- Born: 1850 Keith, Banffshire
- Died: 1 November 1889 (aged 38-39) Lairg, Sutherland
- Buried: Lairg Cemetery
- Allegiance: United Kingdom
- Branch: British Army
- Rank: Sergeant
- Unit: 72nd Regiment of Foot
- Conflicts: Second Anglo-Afghan War 1882 Anglo-Egyptian War
- Awards: Victoria Cross

= George Sellar =

Recipient of the Victoria Cross

George Sellar VC (1850 - 1 November 1889) was a Scottish recipient of the Victoria Cross, the highest and most prestigious award for gallantry in the face of the enemy that can be awarded to British and Commonwealth forces.

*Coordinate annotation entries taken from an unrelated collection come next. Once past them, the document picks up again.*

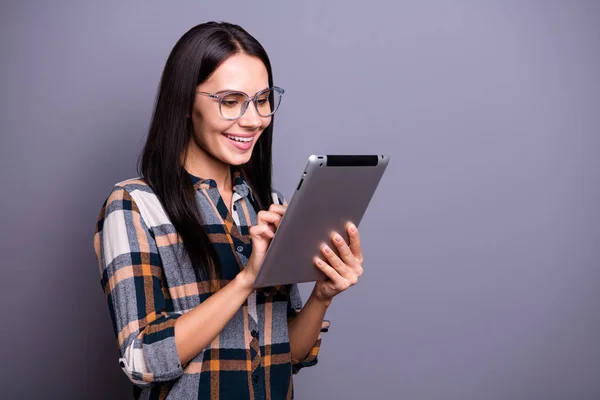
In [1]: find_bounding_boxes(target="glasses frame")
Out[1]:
[196,86,285,121]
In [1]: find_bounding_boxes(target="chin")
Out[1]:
[225,151,252,167]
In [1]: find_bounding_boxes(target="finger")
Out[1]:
[257,211,281,228]
[269,204,287,216]
[321,244,351,278]
[314,257,346,287]
[331,232,360,269]
[346,223,364,264]
[250,224,275,239]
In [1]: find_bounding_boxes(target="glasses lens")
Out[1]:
[221,93,246,119]
[256,88,283,117]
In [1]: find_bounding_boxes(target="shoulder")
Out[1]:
[98,177,160,225]
[103,178,154,210]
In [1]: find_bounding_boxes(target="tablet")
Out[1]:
[254,155,389,288]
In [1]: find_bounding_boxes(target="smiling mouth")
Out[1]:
[225,134,254,143]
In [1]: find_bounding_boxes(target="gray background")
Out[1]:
[0,0,600,400]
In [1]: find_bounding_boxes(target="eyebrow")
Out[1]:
[213,86,269,96]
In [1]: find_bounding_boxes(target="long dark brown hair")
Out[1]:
[138,22,273,278]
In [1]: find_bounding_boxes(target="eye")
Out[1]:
[221,100,239,107]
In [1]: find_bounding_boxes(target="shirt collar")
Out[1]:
[188,169,252,197]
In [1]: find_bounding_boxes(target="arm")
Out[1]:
[94,187,280,386]
[288,288,331,363]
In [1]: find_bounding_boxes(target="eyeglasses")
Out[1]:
[196,86,284,121]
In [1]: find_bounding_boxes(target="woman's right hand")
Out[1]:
[242,204,287,286]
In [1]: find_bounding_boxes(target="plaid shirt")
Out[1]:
[94,173,329,400]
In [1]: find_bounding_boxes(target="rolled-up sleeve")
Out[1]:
[94,186,183,387]
[287,284,331,374]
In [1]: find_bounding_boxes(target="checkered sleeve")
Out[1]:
[94,186,183,387]
[287,284,330,374]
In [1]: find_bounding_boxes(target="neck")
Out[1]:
[184,140,233,191]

He died leaving a son born in 1887 named Edward Sellar, and twin daughters born in 1889, one of whom died in infancy.

==Details==
Sellar was approximately 39 years old, and a lance corporal in the 72nd Regiment of Foot (later The Seaforth Highlanders – Ross-shire Buffs, Duke of Albany's), British Army during the Second Anglo-Afghan War when the following deed took place on 14 December 1879 at the Asmai Heights, near Kabul, Afghanistan for which he was awarded the VC:

For conspicuous gallantry displayed by him at the assault on the Asmai Heights, round Kabul, on the 14th December, 1879, in having in a marked manner led the attack, under a heavy fire, and, dashing on in front of the party up the slope, engaged in a desperate conflict with an Afghan who sprang out to meet him. In this encounter Lance-Corporal Sellar was severely wounded.

==Further information==
He later achieved the rank of sergeant. He is buried at Lairg Cemetery, Sutherland, Scotland.

==The medal==
His Victoria Cross is displayed at the Regimental Museum of The Queens Own Highlanders, Fort George, Highland, Scotland.